For this assignment you will need to use some Python libraries. Here is a list of (potentially) useful imports:

In [1]:
import numpy as np
import gymnasium as gym
import matplotlib.pyplot as plt
import pygmo as pg
import torch
from torch import nn
from skorch import NeuralNetRegressor
from sklearn.pipeline import Pipeline
from sklearn.preprocessing import StandardScaler
from sklearn.model_selection import GridSearchCV, train_test_split

## Part 1: Model Predictive Control

Implement a model-based controller that uses the Model Predictive Control (MPC) theory (see the slides in the _Genetic Algorithm_ set in the repo of the course) to **stabilize the pendulum in its upright position** ($\theta = 0$, $\omega = 0$). Please set the **gravity equal to 9.81** using the `g` argument of the `Pendulum-v1` environment. In general, you should follow these steps:

1. Define the _cost_ function associated to the MPC: it must include the cost associated to the difference between the state of the system and the setpoints for the angle and the angular velocity. For the prediction of the future states, create another _Pendulum_ environment called `env_mpc` (separate from the one `main_env` that the controller is interacting with) and every time the cost function is evaluated initialize its state with the current state of the main environment using the following instruction: `env_mpc.unwrapped.state = main_env.unwrapped.state`. The main environment `main_env` should be passed as a parameter to the cost function.
2. Define a function to play a "game" using a controller chosen by the user among the following: 1) MPC; 2) random; 3) Neural Network (see Part 2). The _initial conditions_ (angle and angular velocity) should be passed as parameters to this function and set appropriately at the beginning of the game using the `env.unwrapped.state` variable. For the MPC controller, at each time step an optimization problem must be solved that minimizes the cost function defined in Step 1 with respect to the control sequence (over the control horizon). The appropriate action should then be taken. Remember that the control variable has some bounds... The function should store and return the lists of _observations_ and corresponding _controls_ and the _total score_ associated to the game.
3. Play _a few_ games with _random_ initial conditions (angle between -20 and +20 degrees and angular velocity between -0.1 and 0.1 rad/s) and compute the _average total score_. **You should get a total score above -10, at least in some games.** For one game, plot the angle and the angular velocity as a function of time, and the controls in a separate figure.

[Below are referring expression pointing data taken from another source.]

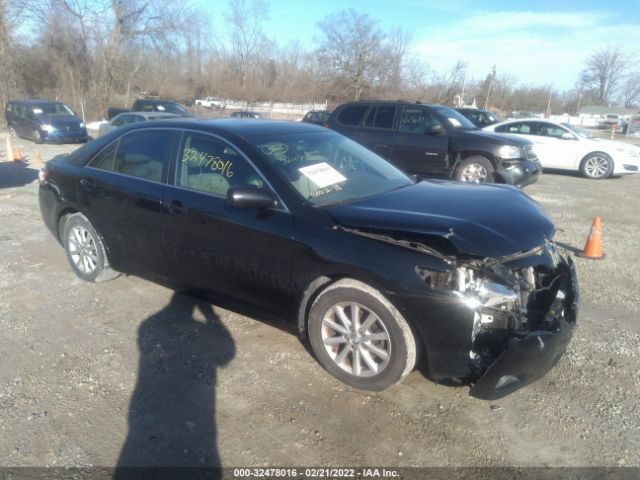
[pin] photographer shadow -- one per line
(172, 409)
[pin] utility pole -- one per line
(491, 78)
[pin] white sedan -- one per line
(568, 148)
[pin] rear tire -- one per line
(475, 169)
(359, 337)
(85, 250)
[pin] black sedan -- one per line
(298, 222)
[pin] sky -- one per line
(539, 42)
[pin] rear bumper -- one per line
(521, 174)
(530, 355)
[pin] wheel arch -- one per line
(322, 282)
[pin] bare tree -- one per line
(245, 22)
(350, 47)
(603, 72)
(631, 90)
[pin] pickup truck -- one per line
(152, 105)
(210, 102)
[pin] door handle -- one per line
(175, 207)
(88, 184)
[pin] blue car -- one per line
(44, 121)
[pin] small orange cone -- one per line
(593, 246)
(10, 156)
(17, 154)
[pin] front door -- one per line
(241, 254)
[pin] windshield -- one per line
(51, 110)
(579, 131)
(454, 119)
(327, 168)
(171, 107)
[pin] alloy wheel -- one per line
(83, 249)
(356, 339)
(596, 166)
(474, 173)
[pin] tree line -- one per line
(93, 54)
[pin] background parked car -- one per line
(44, 121)
(480, 118)
(210, 102)
(245, 114)
(132, 117)
(561, 147)
(317, 117)
(426, 140)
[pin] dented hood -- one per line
(479, 220)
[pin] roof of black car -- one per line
(391, 102)
(241, 126)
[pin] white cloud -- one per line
(539, 48)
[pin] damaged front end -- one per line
(524, 308)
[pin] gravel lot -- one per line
(96, 374)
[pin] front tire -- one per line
(596, 166)
(359, 337)
(85, 250)
(475, 169)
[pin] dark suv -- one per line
(480, 118)
(426, 140)
(44, 121)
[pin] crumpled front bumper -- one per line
(530, 355)
(521, 174)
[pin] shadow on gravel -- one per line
(172, 410)
(16, 174)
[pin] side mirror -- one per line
(436, 129)
(250, 197)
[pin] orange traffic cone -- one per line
(593, 247)
(9, 151)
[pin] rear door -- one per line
(240, 254)
(121, 191)
(416, 150)
(376, 132)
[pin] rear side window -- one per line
(417, 120)
(381, 117)
(104, 159)
(138, 154)
(352, 115)
(207, 164)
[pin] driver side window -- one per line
(210, 165)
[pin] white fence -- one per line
(279, 108)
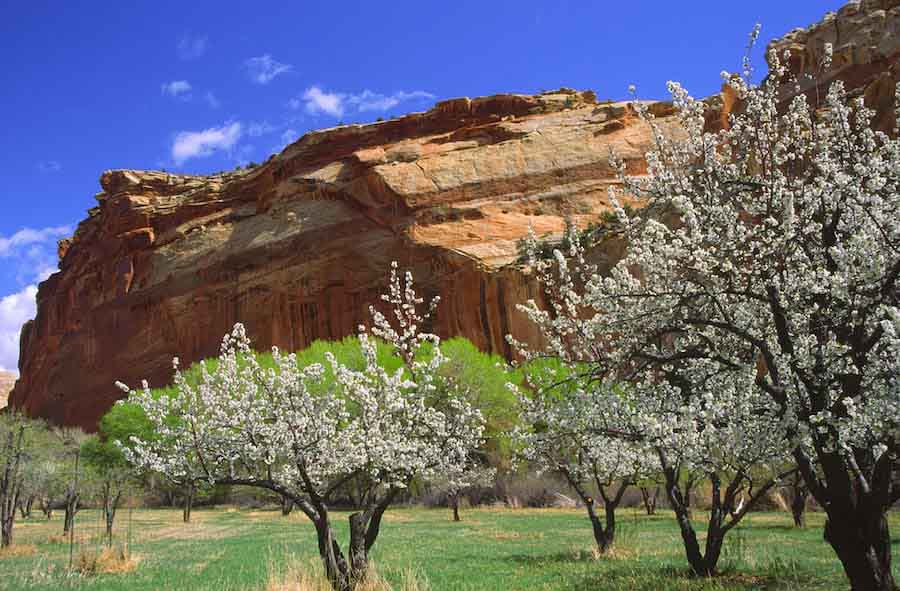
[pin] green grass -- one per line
(490, 550)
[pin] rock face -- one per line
(7, 380)
(299, 247)
(865, 39)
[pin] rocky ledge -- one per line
(298, 247)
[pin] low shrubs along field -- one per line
(490, 550)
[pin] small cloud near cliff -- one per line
(15, 310)
(177, 89)
(200, 144)
(264, 69)
(317, 101)
(49, 166)
(191, 47)
(29, 258)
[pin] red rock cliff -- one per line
(299, 247)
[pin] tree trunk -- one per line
(10, 485)
(336, 568)
(6, 529)
(359, 555)
(856, 491)
(863, 545)
(71, 510)
(109, 509)
(189, 493)
(798, 504)
(454, 504)
(650, 500)
(287, 505)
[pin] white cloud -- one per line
(373, 101)
(15, 309)
(211, 100)
(49, 166)
(30, 236)
(258, 128)
(177, 89)
(317, 101)
(199, 144)
(289, 136)
(190, 47)
(264, 69)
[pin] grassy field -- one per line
(490, 550)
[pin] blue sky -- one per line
(203, 86)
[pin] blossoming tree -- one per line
(568, 437)
(769, 252)
(603, 415)
(368, 433)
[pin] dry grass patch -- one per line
(117, 560)
(17, 550)
(296, 575)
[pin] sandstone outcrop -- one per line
(7, 380)
(298, 247)
(865, 40)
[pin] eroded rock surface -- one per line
(7, 380)
(299, 247)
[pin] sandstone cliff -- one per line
(298, 247)
(7, 380)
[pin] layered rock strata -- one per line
(298, 248)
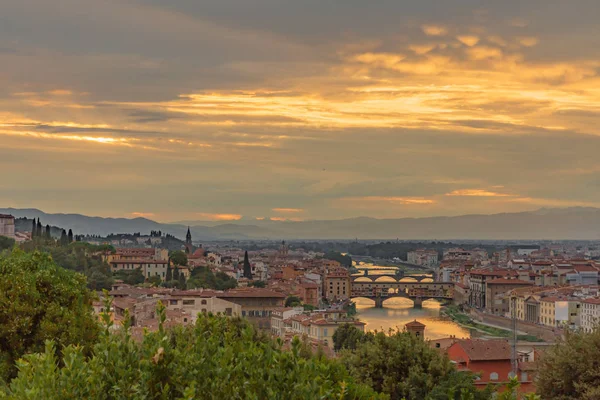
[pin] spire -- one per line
(188, 237)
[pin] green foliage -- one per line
(403, 366)
(131, 277)
(570, 369)
(203, 277)
(347, 337)
(178, 258)
(219, 357)
(247, 267)
(293, 301)
(41, 301)
(6, 243)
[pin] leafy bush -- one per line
(39, 301)
(219, 357)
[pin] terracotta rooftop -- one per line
(504, 281)
(485, 350)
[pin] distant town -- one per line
(535, 291)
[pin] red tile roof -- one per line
(504, 281)
(485, 350)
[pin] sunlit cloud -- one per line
(286, 219)
(219, 217)
(138, 214)
(287, 210)
(434, 30)
(469, 40)
(408, 201)
(528, 41)
(476, 193)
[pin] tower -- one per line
(415, 328)
(189, 248)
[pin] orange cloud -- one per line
(283, 219)
(138, 214)
(287, 210)
(392, 199)
(528, 41)
(469, 40)
(219, 217)
(434, 30)
(476, 193)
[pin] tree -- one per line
(40, 301)
(181, 281)
(293, 301)
(404, 366)
(179, 258)
(247, 267)
(64, 240)
(169, 275)
(569, 369)
(347, 336)
(217, 357)
(6, 243)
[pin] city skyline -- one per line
(225, 110)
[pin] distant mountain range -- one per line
(576, 223)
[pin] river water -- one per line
(396, 312)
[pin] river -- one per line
(396, 312)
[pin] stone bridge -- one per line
(417, 291)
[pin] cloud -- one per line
(219, 217)
(469, 40)
(287, 210)
(476, 193)
(434, 30)
(137, 214)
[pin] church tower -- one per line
(188, 242)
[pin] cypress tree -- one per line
(247, 266)
(181, 281)
(169, 276)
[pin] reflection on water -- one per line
(398, 311)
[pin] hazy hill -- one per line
(566, 223)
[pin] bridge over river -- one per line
(379, 290)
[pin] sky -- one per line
(296, 110)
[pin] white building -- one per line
(7, 226)
(590, 314)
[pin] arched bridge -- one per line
(417, 291)
(395, 276)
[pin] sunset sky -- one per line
(298, 109)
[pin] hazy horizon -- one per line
(287, 110)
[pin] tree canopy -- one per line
(405, 367)
(219, 357)
(40, 301)
(570, 369)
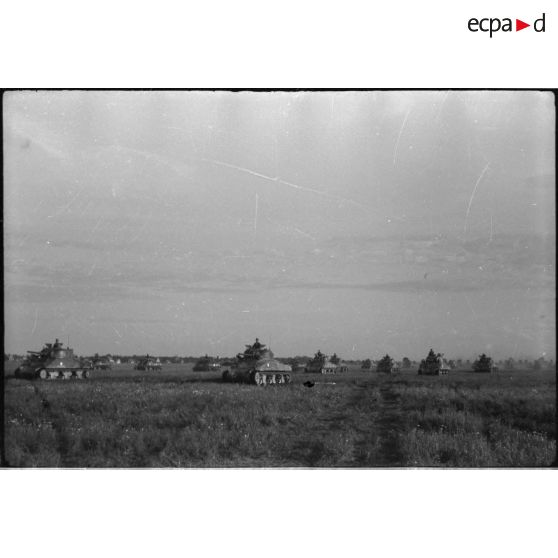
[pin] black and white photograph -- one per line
(279, 278)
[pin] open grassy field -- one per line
(180, 418)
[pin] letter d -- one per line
(541, 30)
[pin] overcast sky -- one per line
(352, 222)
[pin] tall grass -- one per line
(181, 419)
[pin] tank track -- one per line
(46, 374)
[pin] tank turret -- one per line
(483, 364)
(386, 365)
(433, 364)
(206, 364)
(53, 362)
(149, 363)
(256, 365)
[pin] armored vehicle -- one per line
(386, 365)
(53, 362)
(256, 365)
(321, 364)
(206, 364)
(433, 365)
(149, 363)
(483, 364)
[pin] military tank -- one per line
(483, 364)
(206, 364)
(53, 362)
(321, 364)
(433, 365)
(149, 363)
(386, 365)
(257, 366)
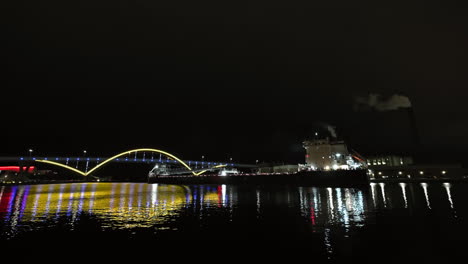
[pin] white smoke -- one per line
(332, 131)
(379, 103)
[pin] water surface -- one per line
(396, 220)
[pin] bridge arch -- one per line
(167, 154)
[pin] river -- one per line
(397, 220)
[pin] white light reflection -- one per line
(259, 203)
(59, 203)
(449, 194)
(36, 200)
(330, 204)
(223, 193)
(327, 242)
(154, 194)
(382, 188)
(373, 194)
(424, 185)
(403, 190)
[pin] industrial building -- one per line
(327, 154)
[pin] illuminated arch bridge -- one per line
(171, 159)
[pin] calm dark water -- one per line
(384, 221)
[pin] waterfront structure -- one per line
(389, 160)
(326, 154)
(418, 172)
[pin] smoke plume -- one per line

## Part 2: Neural Network controller

In this part, you will train a neural-network based controller based on the optimal control strategy found in Part 1. To this aim you should:
1. Create a feedforward neural network that takes the current **observation** ($x$, $y$, $\omega$) as an input and returns the **control** to be applied to the system. Make sure that the returned value is "admissible".
2. Generate a training dataset by playing a certain number of games (suggested minimum 100) using the functions implemented in Part 1 and providing as random initial conditions an angle between -20 and 20 degrees and zero angular velocity. Note: this step may be _slow_. Remember to convert the dataset to `torch` tensors with float32 precision.
3. **Train** and **select** the network (by exploring different _architectures_ and values for the _hyperparameters_).
4. Play 2000 games using the function implemented in Step 1 with the controls given by the "best" network. Compute the average total score. **You should get an average score above -2.** Compare the average total score with that of a _random controller_.